From: [email protected] (Scott Fender)

Subject: Re: ESS & DMS Question

In a previous posting, Lee Hardiman ([email protected]) writes:

> In article <[email protected]>, [email protected] says...

> I'm not a phreaker or anything but I keep hearing these two acronyms 

> (ESS & DMS) and I'd appreciate a little info on what the difference is 

> between the two and how it affects the phone your using.  Thanx.


> ESS stands for Electronic Switching System and is a term used to refer to 

> switches manufactured by AT&T.  DMS is a trademark of Northern Telecom.  

> Both refer to switches that use a computer to control the switch matrix. 

>  A DMS, #5ESS, nad #4ESS are digital switches.  A #1ESS uses an analog 

> switch matrix.


Also to complete, it "DMS" simply stands for "Digital Multiplex Switch".

Common DMS versions are:

   DMS-10  -serves areas a bit outside the main city centres.  It links

            small communities to a larger DMS-100 located in a larger city.

   DMS-100 -This is the local exchange.  Used all over Canada except in rare

            cases where No. 5 X-Bar is in use, and in even more rare cases

            where SxS is still running.  It is programmed in BNR proprietary

            Pascal, in PROTEL, and in Assembler (rarely these days).
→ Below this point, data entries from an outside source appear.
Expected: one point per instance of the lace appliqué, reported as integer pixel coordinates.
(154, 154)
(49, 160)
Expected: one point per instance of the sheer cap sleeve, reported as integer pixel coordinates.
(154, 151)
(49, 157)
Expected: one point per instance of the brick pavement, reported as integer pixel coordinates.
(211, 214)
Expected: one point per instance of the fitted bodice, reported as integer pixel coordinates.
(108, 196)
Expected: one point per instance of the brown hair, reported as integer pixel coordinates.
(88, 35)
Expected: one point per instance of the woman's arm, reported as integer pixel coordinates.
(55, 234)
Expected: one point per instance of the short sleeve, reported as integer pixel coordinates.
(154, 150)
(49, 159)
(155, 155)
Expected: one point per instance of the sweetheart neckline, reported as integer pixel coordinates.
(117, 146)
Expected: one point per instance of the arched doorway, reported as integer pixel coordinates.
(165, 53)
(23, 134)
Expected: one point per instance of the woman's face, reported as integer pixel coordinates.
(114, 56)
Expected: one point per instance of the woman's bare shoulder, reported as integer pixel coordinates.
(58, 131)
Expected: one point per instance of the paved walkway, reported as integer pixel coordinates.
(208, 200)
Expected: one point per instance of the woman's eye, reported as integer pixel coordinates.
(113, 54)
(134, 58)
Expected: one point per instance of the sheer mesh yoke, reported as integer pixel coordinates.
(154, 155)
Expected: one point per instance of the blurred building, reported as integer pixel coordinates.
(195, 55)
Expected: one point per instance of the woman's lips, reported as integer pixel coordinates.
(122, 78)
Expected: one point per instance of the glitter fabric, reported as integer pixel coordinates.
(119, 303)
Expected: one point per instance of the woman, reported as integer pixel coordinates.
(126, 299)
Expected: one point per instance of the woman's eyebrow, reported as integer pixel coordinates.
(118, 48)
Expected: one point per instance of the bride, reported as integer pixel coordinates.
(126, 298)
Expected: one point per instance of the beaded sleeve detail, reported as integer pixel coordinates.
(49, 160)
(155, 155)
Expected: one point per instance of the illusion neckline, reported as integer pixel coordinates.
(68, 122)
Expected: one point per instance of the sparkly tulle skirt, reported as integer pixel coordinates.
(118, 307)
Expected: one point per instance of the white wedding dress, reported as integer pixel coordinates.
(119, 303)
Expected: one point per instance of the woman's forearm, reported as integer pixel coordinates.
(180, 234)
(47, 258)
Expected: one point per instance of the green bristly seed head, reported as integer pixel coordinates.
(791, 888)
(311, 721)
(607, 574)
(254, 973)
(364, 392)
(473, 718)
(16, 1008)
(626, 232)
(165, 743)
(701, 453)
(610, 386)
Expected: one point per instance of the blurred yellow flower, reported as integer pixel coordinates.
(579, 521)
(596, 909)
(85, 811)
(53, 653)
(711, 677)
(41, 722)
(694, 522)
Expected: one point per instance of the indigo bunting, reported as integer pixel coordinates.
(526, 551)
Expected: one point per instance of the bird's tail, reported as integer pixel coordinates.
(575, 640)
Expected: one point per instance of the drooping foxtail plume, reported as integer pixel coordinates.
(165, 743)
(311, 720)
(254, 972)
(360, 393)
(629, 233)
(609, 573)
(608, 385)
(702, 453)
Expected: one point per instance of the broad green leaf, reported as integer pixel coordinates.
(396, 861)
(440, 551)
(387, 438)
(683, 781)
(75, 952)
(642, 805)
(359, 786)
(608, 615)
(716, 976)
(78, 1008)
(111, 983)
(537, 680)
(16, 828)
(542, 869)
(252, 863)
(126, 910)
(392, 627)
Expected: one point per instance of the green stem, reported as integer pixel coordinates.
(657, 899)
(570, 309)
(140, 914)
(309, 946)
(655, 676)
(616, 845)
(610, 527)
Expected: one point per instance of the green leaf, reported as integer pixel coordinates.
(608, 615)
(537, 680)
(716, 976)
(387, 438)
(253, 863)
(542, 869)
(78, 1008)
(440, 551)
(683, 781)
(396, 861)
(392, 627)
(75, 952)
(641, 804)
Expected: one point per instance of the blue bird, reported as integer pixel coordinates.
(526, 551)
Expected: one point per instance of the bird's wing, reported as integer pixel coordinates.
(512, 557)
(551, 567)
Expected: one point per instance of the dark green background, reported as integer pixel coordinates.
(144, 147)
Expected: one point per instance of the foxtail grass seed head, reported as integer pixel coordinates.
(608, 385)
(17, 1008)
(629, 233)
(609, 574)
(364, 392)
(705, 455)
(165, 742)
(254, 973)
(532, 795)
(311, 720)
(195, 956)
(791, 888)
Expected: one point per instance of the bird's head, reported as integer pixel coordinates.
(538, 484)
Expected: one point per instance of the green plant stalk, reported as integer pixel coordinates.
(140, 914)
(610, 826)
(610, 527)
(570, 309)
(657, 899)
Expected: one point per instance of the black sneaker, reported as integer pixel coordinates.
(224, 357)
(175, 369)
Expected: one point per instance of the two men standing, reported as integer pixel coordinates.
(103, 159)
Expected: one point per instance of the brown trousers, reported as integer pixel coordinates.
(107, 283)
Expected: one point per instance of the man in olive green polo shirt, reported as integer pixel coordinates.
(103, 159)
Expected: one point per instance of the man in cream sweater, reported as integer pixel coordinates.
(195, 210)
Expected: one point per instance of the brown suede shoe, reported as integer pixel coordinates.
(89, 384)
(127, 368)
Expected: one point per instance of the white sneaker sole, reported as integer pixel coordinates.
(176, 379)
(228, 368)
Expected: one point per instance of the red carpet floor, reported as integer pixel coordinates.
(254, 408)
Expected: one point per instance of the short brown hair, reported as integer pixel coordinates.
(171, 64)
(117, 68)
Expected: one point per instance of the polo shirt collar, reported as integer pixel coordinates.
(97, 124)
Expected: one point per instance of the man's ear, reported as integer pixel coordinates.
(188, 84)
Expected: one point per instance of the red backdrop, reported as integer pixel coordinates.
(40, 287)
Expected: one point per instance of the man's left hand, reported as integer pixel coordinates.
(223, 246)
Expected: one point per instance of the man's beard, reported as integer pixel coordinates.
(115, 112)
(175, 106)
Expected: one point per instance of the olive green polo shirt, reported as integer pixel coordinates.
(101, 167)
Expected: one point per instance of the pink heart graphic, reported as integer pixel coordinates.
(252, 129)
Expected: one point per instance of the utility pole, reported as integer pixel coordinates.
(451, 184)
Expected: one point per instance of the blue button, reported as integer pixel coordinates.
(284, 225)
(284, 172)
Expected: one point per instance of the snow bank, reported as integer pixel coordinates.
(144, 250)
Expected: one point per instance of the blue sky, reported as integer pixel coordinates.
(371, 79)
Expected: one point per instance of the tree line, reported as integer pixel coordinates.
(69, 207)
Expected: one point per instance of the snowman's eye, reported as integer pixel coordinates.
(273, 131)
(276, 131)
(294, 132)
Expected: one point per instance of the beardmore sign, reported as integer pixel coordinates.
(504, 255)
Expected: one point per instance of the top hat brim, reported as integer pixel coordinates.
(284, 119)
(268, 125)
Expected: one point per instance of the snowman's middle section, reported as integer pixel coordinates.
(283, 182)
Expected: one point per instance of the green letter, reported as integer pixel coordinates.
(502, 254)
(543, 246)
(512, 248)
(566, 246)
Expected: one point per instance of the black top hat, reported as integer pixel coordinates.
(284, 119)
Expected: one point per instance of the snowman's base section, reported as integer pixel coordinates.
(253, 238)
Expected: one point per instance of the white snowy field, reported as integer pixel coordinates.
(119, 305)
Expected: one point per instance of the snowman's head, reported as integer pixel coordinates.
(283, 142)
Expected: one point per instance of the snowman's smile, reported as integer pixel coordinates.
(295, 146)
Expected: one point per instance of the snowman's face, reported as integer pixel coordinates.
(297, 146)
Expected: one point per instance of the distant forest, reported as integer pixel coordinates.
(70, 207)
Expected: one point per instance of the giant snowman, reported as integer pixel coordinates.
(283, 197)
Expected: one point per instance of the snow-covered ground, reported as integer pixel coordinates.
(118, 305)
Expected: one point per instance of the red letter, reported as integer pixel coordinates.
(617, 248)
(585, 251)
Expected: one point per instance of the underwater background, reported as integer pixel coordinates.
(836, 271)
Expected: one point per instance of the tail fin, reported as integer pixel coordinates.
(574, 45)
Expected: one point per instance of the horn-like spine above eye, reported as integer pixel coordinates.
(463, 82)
            It is upgraded by software loads that take place every six months,

            with *major* software changes taking place every 18 months.

            The loads take place at 3 AM local time.  These BCS loads

            (Batch Change Supplements) can be quite take longer than expected

            sometimes, and weird things can happen.  Because of this the

            switch is always "mirrored" prior to any new load and can revert

            back to its former state if the trouble persists.  To simplify

            the load process, the loads are now done via PCL's, which are

            smaller and take advantage of more modular software currently

            written.  Each PCL is specific for each individual switch

            operating in North America.

   DMS-200 -This is a local operating company toll switch.

   DMS-250 -This switch local/toll used by the inter exchange carriers MCI,

            Sprint etc.

   DMS-300 -This is a ISC switch and can do all the conversion between the

            International circuit (CCITT System No. 5) and various North

            American systems like R1 (Regional System No. 1), SS6, and


Both AT&T's switches and NT's (BNR designed) DMS switches are quite advanced.

They can "get" you if they want to.

Take it easy guys,

                  Scott.  ([email protected])

P.S. Hope to see you all at Cafe Wim (Ottawa) this Friday.